# Store Embeddings for a Retrieval Augmented Generation (RAG) Use Case

RAG is especially useful for question-answering use cases that involve large amounts of unstructured documents containing important information. 

Let’s implement a RAG use case so that the next time you ask about an [SAP AI Service](https://help.sap.com/docs/ai-services), you get the correct response! To achieve this, you need to vectorize our context documents. You can find the documents to vectorize and store as embeddings in SAP HANA Cloud Vector Engine in the `documents` directory.

## LangChain

The Generative AI Hub Python SDK is compatible with the [LangChain](https://python.langchain.com/v0.1/docs/get_started/introduction) library. LangChain is a tool for building applications that utilize large language models, such as GPT models. It is valuable because it helps manage and connect different models, tools, and data, simplifying the process of creating complex AI workflows.

In [1]:
import os
import json

with open('/home/user/projects/generative-ai-codejam/.aicore-config.json', 'r') as config_file:
    config_data = json.load(config_file)

os.environ["AICORE_AUTH_URL"]=config_data["url"]+"/oauth/token"
os.environ["AICORE_CLIENT_ID"]=config_data["clientid"]
os.environ["AICORE_CLIENT_SECRET"]=config_data["clientsecret"]
os.environ["AICORE_BASE_URL"]=config_data["serviceurls"]["AI_API_URL"]

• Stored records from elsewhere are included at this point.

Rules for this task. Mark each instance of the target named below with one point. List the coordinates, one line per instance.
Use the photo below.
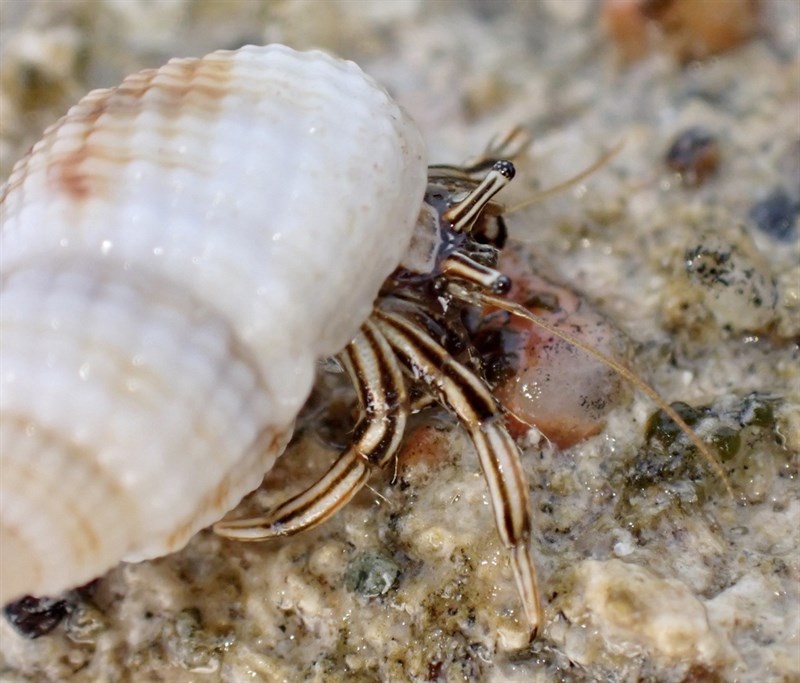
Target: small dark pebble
(776, 215)
(694, 154)
(35, 617)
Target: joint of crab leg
(464, 214)
(312, 507)
(460, 266)
(472, 402)
(479, 298)
(380, 386)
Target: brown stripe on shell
(71, 453)
(182, 86)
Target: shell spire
(176, 253)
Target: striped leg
(472, 402)
(381, 390)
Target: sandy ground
(651, 572)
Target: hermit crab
(177, 254)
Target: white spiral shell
(176, 254)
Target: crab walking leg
(472, 402)
(380, 386)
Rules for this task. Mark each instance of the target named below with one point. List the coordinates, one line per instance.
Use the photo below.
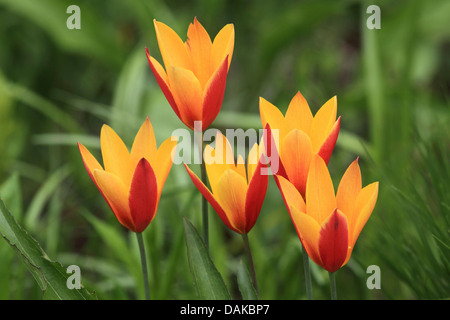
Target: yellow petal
(116, 193)
(298, 114)
(230, 193)
(291, 196)
(347, 193)
(320, 198)
(223, 45)
(308, 231)
(173, 50)
(116, 158)
(144, 145)
(199, 46)
(163, 160)
(365, 203)
(296, 154)
(322, 123)
(188, 95)
(272, 115)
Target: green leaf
(50, 275)
(246, 287)
(208, 282)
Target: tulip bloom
(195, 73)
(328, 225)
(301, 136)
(131, 183)
(237, 194)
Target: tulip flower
(131, 182)
(328, 225)
(301, 136)
(236, 194)
(194, 75)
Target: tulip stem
(143, 264)
(204, 201)
(333, 285)
(307, 274)
(250, 261)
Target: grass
(58, 87)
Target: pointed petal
(199, 46)
(116, 157)
(187, 93)
(116, 194)
(143, 196)
(365, 203)
(348, 191)
(144, 145)
(211, 199)
(162, 163)
(223, 46)
(90, 163)
(231, 192)
(320, 198)
(273, 116)
(173, 50)
(163, 82)
(298, 114)
(322, 123)
(290, 194)
(213, 95)
(327, 147)
(255, 196)
(333, 241)
(308, 231)
(296, 154)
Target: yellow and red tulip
(328, 225)
(131, 182)
(236, 194)
(194, 77)
(301, 135)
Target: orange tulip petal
(327, 147)
(231, 193)
(320, 198)
(255, 196)
(188, 94)
(290, 194)
(365, 203)
(143, 196)
(347, 193)
(308, 232)
(211, 199)
(223, 46)
(199, 46)
(116, 194)
(296, 154)
(322, 123)
(163, 82)
(213, 95)
(162, 163)
(116, 157)
(298, 114)
(333, 241)
(173, 50)
(144, 145)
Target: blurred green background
(58, 86)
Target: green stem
(204, 201)
(250, 261)
(143, 264)
(307, 274)
(333, 285)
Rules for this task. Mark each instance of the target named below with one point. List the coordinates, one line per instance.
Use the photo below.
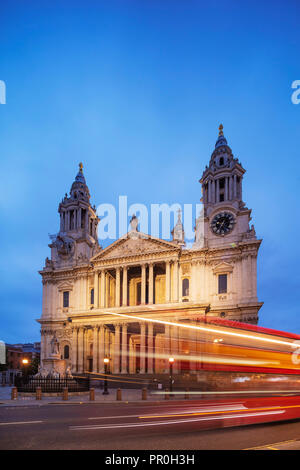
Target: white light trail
(206, 329)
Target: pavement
(128, 396)
(169, 425)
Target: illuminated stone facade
(141, 277)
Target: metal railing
(52, 385)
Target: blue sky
(136, 90)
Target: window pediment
(223, 268)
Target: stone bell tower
(229, 240)
(76, 241)
(225, 214)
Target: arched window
(185, 287)
(66, 352)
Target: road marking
(20, 422)
(215, 409)
(271, 446)
(225, 411)
(159, 423)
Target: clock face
(222, 223)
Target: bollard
(38, 393)
(65, 393)
(144, 394)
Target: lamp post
(25, 363)
(171, 362)
(106, 362)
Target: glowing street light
(106, 362)
(171, 362)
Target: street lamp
(171, 362)
(106, 362)
(25, 363)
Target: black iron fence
(51, 384)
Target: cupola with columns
(222, 179)
(225, 215)
(77, 238)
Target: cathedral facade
(119, 303)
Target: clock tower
(230, 241)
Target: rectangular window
(222, 283)
(92, 296)
(66, 299)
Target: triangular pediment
(136, 244)
(223, 268)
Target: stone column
(124, 348)
(174, 347)
(143, 287)
(168, 281)
(84, 350)
(96, 290)
(151, 284)
(143, 349)
(95, 350)
(150, 348)
(226, 188)
(101, 349)
(167, 348)
(74, 350)
(102, 284)
(117, 350)
(125, 286)
(175, 281)
(234, 187)
(118, 287)
(80, 350)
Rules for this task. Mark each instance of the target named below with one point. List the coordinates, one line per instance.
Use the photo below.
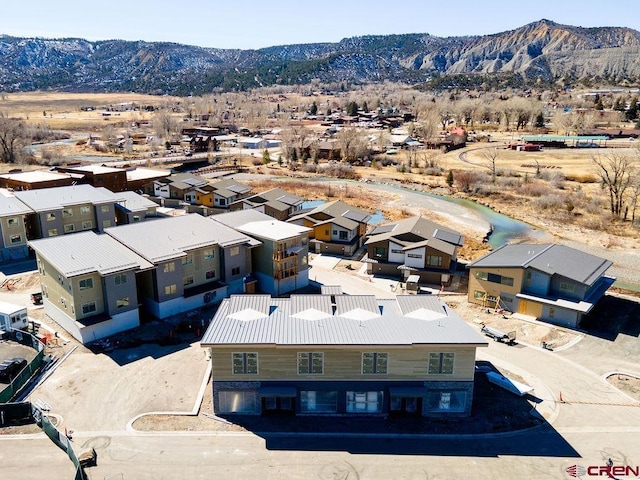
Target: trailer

# Change the value of the resource group to yours
os.environ["AICORE_RESOURCE_GROUP"]="team-sap"

# OpenAIEmbeddings to create text embeddings
#from gen_ai_hub.proxy.native.openai import OpenAIEmbeddings
from gen_ai_hub.proxy.langchain.openai import OpenAIEmbeddings

# TextLoader to load documents
from langchain_community.document_loaders import PyPDFDirectoryLoader

# different TextSplitters to chunk documents into smaller text chunks
from langchain_text_splitters import CharacterTextSplitter

# LangChain & HANA Vector Engine
from langchain_community.vectorstores.hanavector import HanaDB

👉 Change the `EMBEDDING_DEPLOYMENT_ID` in [variables.py](variables.py) to your deployment ID from exercise [01-deploy-model](01-deploy-model.md).

👉 In [variables.py](variables.py) also set the `EMBEDDING_TABLE` to `"EMBEDDINGS_CODEJAM_>add your name here<"`

👉 Create a [.user.ini](../.user.ini) file with the HANA login information provided by the instructor.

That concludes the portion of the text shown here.